Additionally, “we found that closely related species tend to respond similarly to the drivers that I looked at. This shows that species’ abilities to persist over time, or their propensity to decline could just be based on how closely related they are or their inherited traits could be strong indicators of whether a species will do well or not under climate change.”
The sixth model helped the researcher determine a positive link between a species ability to shift their northern range limit towards higher latitudes with higher rates of persistence. In brief, maybe a species that can disperse and establish further are also more tolerant to environmental change within their current range.
What types of pesticides are being used?
Although Sirois-Delisle is not an expert on the topic of pesticides, she was able to comment, “the main pesticides that are currently used are neonicotinoids. So those are known for being really bad for invertebrates, based on the fact that we know they can bioaccumulate across trophic levels, they also persist in the environment for a really long time.”
It’s largely understood by most scientists that pesticides have far-reaching effects on invertebrates, as well as non-target species by means of spray drift or leaching. This means that pesticides can be found in areas far away from where they were originally applied. This study was able to link odonate species persistence with the application of these pesticides.

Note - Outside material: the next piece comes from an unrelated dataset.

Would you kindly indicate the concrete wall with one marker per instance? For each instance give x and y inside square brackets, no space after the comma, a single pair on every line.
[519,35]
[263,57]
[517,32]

What can the public do to best support odonates and invertebrates?
“One really important point, which is gaining popularity, is citizen science. It’s because of just the fact that so many records are available in terms of where like knowing where species are found, it’s really thanks to that information that people like me can do this kind of research,” said Sirois-Delisle
She added, “so anyone from their smartphone can be involved in citizen science. For Odonates, there’s Odonata Central, where you can submit an observation along with a photo of a species that you’ve identified in a specific place.”
Over time, this can help researchers draw conclusions about species persistence or decline as well as other macroecological research topics.
Sirois-Delisle emphasized the importance of increasing the availability of pesticide information. Her initial idea for the paper included Canada and Europe, however, the lack of pesticide information on Government of Canada and other external sites made this route of inquiry impossible to pursue.
This lapse in public knowledge highlights the importance of having pesticide application, quantity, and identifying the location where those pesticides were applied. This information can paint a clearer picture on how these pollutants are affecting biodiversity.